In those days, gay people were not free. Many aspects of gay life were still criminal. Police harassment was routine; with periodic raids on bars, saunas, parks, toilets and even private parties. Same-sex couples could be arrested for holdings hands, dancing together and meeting each other in public. You could be legally refused service in pubs and restaurants because of your homosexuality. Queer-bashing was rife, in the press and on the streets.

We had to fight for our rights. I was a member of the defiant, radical Gay Liberation Front (GLF) – the first movement of openly lesbian, gay, bisexual and transgender (LGBT) people. We did not plead for law reform. We demanded queer freedom; fearlessly challenging the straight political and religious establishments with feisty, irreverent protests.

GLF had a slogan: “Gay is good.” These three words were a revolution in consciousness. Previously, nearly everyone – including lots of LGBT people – saw gays as mad, sad and very, very bad. We were deemed by society to be not only criminal, but also sinful, abnormal, immoral, unnatural and sick.

To combat the denigration of queer people, in 1972 myself and other GLF activists decided to organise a Gay Pride march, with the theme of being out and proud. This was a very novel and controversial idea. In those days, nearly all LGBT people were closeted and many felt ashamed of their sexuality. Few would dare publicly acknowledge their gayness, let alone march for LGBT rights.

Not surprisingly, only 700 people joined the first ever Gay Pride march in Britain, held in London on 1 July 1972. Many of my friends were too scared to march. They thought everyone would be arrested. We weren’t arrested, but we were swamped by a very heavy, aggressive police presence. They treated us like criminals; abusing us with impunity. Confident and unfazed, we just smiled and chanted: “2-4-6-8! Is that copper really straight?” It really riled them.

Despite police intimidation, we were determined to have a fun time and make our point. The march was a carnival-style parade, which went from Trafalgar Square to Hyde Park. There were lots of extravagant costumes and cheeky banners poking fun at homophobes like the morality campaigner Mary Whitehouse.

We got mixed reactions from the public – some hostility and some support but predominantly curiosity and bewilderment. Most had never knowingly seen a gay person, let alone hundreds of queers marching to demand human rights. “Aren’t you ashamed?”, one man shouted. “No”, we shouted back, as we blew him a kiss.

Unlike nowadays, there was no festival or entertainment in the park after the march – just an impromptu “Gay Day” – a sort of D-I-Y queer picnic. Everyone bought food, booze, dope and music. It was all shared around.

We played camped-up versions of party games like spin-the-bottle and drop-the-hanky. I won one of the games and my prize was a kiss with Thierry, a gorgeous French gay activist who had come over from Paris. My boyfriend wasn’t jealous. He just insisted on a kiss with Thierry too.
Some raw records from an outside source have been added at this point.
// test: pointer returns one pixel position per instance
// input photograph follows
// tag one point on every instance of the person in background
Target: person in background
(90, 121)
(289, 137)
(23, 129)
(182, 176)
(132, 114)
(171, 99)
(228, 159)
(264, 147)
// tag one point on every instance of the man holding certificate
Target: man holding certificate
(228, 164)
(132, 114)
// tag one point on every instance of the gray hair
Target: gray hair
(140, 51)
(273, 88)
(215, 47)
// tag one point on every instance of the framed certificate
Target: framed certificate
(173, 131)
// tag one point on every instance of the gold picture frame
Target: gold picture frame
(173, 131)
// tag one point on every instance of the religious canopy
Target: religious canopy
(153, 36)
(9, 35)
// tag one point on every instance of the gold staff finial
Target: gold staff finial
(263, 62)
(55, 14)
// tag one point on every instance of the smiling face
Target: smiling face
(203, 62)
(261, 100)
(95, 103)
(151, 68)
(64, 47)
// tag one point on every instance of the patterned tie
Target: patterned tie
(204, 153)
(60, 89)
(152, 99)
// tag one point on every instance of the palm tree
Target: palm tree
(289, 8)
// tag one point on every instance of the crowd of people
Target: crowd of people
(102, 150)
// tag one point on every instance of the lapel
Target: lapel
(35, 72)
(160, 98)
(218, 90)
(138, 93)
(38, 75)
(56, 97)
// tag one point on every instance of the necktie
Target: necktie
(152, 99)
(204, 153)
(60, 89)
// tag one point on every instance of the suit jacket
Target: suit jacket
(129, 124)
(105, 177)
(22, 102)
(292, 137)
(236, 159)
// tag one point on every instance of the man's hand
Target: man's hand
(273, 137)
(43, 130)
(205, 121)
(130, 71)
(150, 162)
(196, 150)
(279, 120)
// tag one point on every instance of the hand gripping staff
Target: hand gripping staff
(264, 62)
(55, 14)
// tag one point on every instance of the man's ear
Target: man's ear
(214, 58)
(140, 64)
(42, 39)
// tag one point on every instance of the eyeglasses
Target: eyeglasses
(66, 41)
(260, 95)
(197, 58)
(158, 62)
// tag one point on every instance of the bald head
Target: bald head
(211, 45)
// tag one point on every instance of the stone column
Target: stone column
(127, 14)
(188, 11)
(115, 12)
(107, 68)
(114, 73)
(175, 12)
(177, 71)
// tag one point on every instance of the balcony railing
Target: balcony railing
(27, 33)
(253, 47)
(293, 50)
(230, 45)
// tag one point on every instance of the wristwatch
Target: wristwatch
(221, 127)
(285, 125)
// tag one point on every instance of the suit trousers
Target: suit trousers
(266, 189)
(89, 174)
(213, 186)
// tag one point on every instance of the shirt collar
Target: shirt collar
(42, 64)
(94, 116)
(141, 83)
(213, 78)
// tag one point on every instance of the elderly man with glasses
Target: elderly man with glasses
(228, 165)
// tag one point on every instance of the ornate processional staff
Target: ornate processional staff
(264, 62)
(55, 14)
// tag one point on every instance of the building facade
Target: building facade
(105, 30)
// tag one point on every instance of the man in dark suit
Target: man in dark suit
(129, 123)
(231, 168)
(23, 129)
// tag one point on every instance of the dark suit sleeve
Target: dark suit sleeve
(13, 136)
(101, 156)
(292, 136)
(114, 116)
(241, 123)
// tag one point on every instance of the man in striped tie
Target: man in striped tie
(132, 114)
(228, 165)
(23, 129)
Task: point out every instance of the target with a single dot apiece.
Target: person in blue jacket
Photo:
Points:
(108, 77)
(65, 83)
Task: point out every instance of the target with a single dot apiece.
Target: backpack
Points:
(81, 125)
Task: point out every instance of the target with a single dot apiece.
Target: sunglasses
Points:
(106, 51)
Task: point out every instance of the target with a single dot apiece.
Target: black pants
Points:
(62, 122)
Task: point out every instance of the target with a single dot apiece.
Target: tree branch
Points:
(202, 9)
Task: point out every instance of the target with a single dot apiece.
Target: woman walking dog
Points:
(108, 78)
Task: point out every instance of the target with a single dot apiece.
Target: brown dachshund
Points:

But it was more than good fun. Same-sex kissing in public was, in 1972, illegal. You could get arrested. Our party game was therefore a gesture of defiance. The cowardly Metropolitan Police would have arrested us if we were lone gay couples kissing, but they dared not arrest 700 of us. They just looked on from a distance, glowering and sneering.

In the last four decades Gay Pride has grown from one march with less than a thousand people to two dozen nation-wide parades with a combined attendance of hundreds of thousands of people. We’ve come a long way, baby. Bravo!

The increased acceptance of LGBT people is another big change. In 1972, homosexuality was still viewed as an illness, lesbian mothers had their kids taken off them by the courts, LGBT people were being witch-hunted out of the armed forces and the police were arresting thousands of men for consenting gay behaviour.

There are still injustices to overcome, such as homophobic bullying in schools and the ban on same-sex marriage. That’s why, 40 years on, we have to keep fighting, to overturn these last vestiges of homophobia.